Schönheit, literweise

MUSS MAN DENN WIRKLICH SO VIEL WASSER TRINKEN?

Vieles spricht dafür, dass ich in nicht allzu ferner Zukunft sehr hässlich sein werde. Jeden Morgen wache ich auf und denke: jetzt ist es soweit. Dann schaue ich in den Spiegel und bin vergleichsweise angenehm überrascht. Aber sie kommt, die Hässlichkeit. Dafür gibt es einen simplen Grund: ich trinke zu wenig Wasser. Mit diesem Laster bin ich in schlechter Gesellschaft, denn sämtliche Supermodels, Schauspielerinnen, Sängerinnen, Designerinnen und unterforderten It-Girls schwören auf das Schönheits-Elixier aus dem Hahn.

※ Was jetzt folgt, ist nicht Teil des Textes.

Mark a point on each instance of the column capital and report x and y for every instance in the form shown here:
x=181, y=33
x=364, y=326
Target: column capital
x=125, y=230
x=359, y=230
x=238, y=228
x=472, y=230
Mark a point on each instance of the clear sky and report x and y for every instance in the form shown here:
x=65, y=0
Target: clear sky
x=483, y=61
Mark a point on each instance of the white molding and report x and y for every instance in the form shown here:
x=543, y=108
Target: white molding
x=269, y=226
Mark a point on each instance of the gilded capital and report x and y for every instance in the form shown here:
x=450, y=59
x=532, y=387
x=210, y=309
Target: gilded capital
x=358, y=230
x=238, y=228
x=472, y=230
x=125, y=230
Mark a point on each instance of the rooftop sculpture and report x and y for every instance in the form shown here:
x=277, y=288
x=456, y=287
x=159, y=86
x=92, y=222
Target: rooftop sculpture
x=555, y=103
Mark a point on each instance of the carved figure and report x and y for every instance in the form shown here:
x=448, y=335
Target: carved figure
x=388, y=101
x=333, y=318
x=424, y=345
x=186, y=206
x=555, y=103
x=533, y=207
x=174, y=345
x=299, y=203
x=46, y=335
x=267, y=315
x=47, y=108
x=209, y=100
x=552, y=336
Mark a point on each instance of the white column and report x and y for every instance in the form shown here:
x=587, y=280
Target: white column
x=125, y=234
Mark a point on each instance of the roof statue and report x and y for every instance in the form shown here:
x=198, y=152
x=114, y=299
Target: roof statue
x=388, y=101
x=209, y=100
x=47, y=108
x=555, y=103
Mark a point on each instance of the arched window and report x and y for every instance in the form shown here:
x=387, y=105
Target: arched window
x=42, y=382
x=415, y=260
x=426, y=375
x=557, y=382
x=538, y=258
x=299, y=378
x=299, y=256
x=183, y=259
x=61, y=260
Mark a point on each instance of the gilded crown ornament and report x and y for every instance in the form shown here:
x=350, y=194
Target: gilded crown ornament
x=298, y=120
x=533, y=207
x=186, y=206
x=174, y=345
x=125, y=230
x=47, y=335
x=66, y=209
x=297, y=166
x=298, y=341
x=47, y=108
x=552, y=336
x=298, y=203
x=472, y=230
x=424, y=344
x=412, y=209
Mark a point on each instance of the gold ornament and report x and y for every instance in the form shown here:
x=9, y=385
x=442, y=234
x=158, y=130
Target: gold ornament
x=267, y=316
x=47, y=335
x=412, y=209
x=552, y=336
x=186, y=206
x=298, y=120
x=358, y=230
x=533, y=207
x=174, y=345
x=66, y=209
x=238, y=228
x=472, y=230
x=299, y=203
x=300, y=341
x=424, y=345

„I try to take care of myself, drinking at least one gallon of water a day“, beteuert Beyoncé.* „I drink three liters of water a day“, erklärt Elle „The Body“ McPherson ihre formidable Erscheinung. Auch Karlie Kloss ist sich sicher, ohne „Water! Gallons of water!“ hätte sie es nie auf die Laufstege von Lanvin und Dior geschafft. „Drink water, stay hydrated and sleep. It’s so boring, yet so simple“, schließt sich Jennifer Aniston an, und damit scheint eindeutig: wer nicht trinkt, dem droht Verfall.

Wie genau sich die durch Wassermangel auftretende Hässlichkeit äußert, darüber gehen die Meinungen auseinander. Falten werde man bekommen, so die Legende, außerdem wahlweise trockene Haut oder fettige Haut, einen Hängebusen oder Cellulitis.
Ich persönlich bezweifle ja, dass Trinken schöner macht. Ich kenne Leute unter 30, die jeden Tag vier Liter Wasser in sich hinein schütten. Meine Mutter ist über 50, trinkt fast genauso wenig wie ich und sieht trotzdem besser aus als die olle McPherson.

Wasser ist aber auch einfach langweilig. Eigentlich schmeckt es wie Glas, nur ohne Kalorien. Deshalb trinke ich nie, es reizt mich einfach nicht. Morgens gibt es bei mir zwei Tassen schwarzen Kaffee, das finde ich bis zum späten Nachmittag vollkommen ausreichend. Entgegen der allgemein verbreiteten Ansicht, Kaffee entwässere den Körper, argumentiere ich, dass Kaffee doch nun mal aus Bohnen und Wasser gemacht wird. Ich kann mir schlecht vorstellen, wie meinem Körper Wasser entzogen werden soll, wenn ich gerade welches zu mir nehme. Aber viele Wasser-Fetischisten werden mir da sicherlich widersprechen.

An der Humboldt-Universität ist exzessiver Wasser-Konsum ebenfalls weit verbreitet. In jedem noch so trockenen Literatur-Seminar sind bei 30 Teilnehmern mindestens 29 Wasserflaschen anwesend. Wassertrinken soll ja angeblich die Konzentration steigern. Unerklärlich bleibt, warum die einzige Person ohne Wasserflasche im Raum, nämlich ich, in vielen Seminaren mehr plappert als so mancher Teilnehmer mit 1,5 Liter Volvic Apfel im Handgepäck. Ich bezweifle, dass Trinken wacher macht.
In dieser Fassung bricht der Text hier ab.